[comp.unix.internals] Shareable, networked, swap device?

aglew@crhc.uiuc.edu (Andy Glew) (10/26/90)

Does anyone have a shareable, networked, swap device?

Anyone = commercial or academic / public domain, any flavour of UNIX.

Shareable, networked, swap device:
    NOT mkfile/swapon !
    What I seek is a swap device that multiple workstations share
dynamically, not a disk that can support several statically sized swap
partitions (well, not quite statiic, but more swap space isn't
allocated automagically).
    In any typical network of n machines, each machine is allocated,
say, 32M of swap space, for a total of 32*n megabytes.  But, in our
network, typically half of the machines are not being used at any time,
so they typically have around 30M of swap-space free.  At the same
time, a much smaller fraction of our machines are running very large
jobs, and really need swapspace around 64-128M - but these aren't
always the same machines (not designated compute servers).  
    It really would be nice if the unused swap memory of some machines
could be used to temporarily, transparently, expand the swap memory of
others, on demand.  Ie. it would be nice if swap space was a
centralized resource pool, rather than fragmented.
    As I've said above, management via mkfile/swapon is possible, but
klugey.  You want the swap space to be transparently added, without
human intervention, and without causing processes to die with the
message "too big".  Things aren't helped by SUN and friends not
supporting the swapon -l and swapon -d (list and delete) commands
found on System V.
    
How hard would this be to do?
    Modest.  The typical /dev/drum interface, where the kernel assumes
that it has exclusive control over a large space, could be modified.
All that is really needed is an information call to indicate when a
swap page has been freed, so that it can be physically removed from
under one machine's /dev/drum and given to another. And a trap so that
an attempt to access a /dev/drum page that has been removed can be
handled by requesting over the network.  Safety properties, of course,
are a bit harder, and it really would be nicer to have a "give me NNN
pages of swap space call" made to the shareable, networked, swap
device.

Has anyone seen something like this?


This is posted to comp.unix.internals, because any such device is
probably a driver, a server, an interface to /dev/drum, or all three;
to comp.unix.large, because large systems with lots of workstations
are likely to be playing the swap allocation game; and to
comp.unix.admin because such a device would make system administration
on large systems easier.  Followups to comp.unix.inyernals.
--
Andy Glew, a-glew@uiuc.edu [get ph nameserver from uxc.cso.uiuc.edu:net/qi]

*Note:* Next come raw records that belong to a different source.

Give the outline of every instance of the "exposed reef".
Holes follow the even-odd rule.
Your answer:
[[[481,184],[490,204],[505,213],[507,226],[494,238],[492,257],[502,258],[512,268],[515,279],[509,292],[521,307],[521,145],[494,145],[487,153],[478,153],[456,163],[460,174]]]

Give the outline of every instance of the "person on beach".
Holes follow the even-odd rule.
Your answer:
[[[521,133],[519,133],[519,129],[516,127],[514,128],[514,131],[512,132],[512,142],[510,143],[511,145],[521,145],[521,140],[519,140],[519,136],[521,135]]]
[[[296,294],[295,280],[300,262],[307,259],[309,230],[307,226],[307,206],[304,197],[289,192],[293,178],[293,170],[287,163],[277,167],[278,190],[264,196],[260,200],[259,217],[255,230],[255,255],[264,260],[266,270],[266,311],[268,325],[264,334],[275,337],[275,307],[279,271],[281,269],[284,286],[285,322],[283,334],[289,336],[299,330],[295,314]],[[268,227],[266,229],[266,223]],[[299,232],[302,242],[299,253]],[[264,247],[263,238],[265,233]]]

lm@slovax.Sun.COM (Larry McVoy) (10/27/90)

In article <AGLEW.90Oct25235828@cobra.crhc.uiuc.edu> aglew@crhc.uiuc.edu (Andy Glew) writes:
>Does anyone have a shareable, networked, swap device?
>
>    In any typical network of n machines, each machine is allocated,
>say, 32M of swap space, for a total of 32*n megabytes.  But, in our
>network, typically half of the machines are not being used at any time,
>so they typically have around 30M of swap-space free.  At the same
>time, a much smaller fraction of our machines are running very large
>jobs, and really need swapspace around 64-128M - but these aren't
>always the same machines (not designated compute servers).  
>    It really would be nice if the unused swap memory of some machines
>could be used to temporarily, transparently, expand the swap memory of
>others, on demand.  Ie. it would be nice if swap space was a
>centralized resource pool, rather than fragmented.

Do you want any fairness?  Should hostA be able to use up all the swapspace
to the exclusion of b, c, d, and e?  Should the OS provide hooks to allow
you to tune this?  How would you tune it?  What hooks do you want?
---
Larry McVoy, Sun Microsystems     (415) 336-7627       ...!sun!lm or lm@sun.com

bzs@world.std.com (Barry Shein) (10/28/90)

I have to admit it is an interesting idea. Policy needs to be designed
obviously, but in the end what you really want is a bibop (big bag o'
pages, name stolen from the lisp culture) shareable area, instead of
typed pages the "types" are host id's (perhaps IP addresses.)

Couldn't NFS *almost* do this right now. You'd create this big file
and the clients would keep their own seek pointers (allocated by the
server, but otherwise stateless since each request to pagein would
include the seek pointer and perhaps the page size, or maybe size is
fixed, seek pointer becomes a funny kind of file handle.)

Sounds like most of the work is on the client side (not unusual for
these types of things.)

So basically the operations are "store this page somewhere in file X",
which would return a magic cookie used later to get that page back.

Maybe a better name would be a "cloakroom swap discipline", you
check-in your page and get your ticket to retrieve it later.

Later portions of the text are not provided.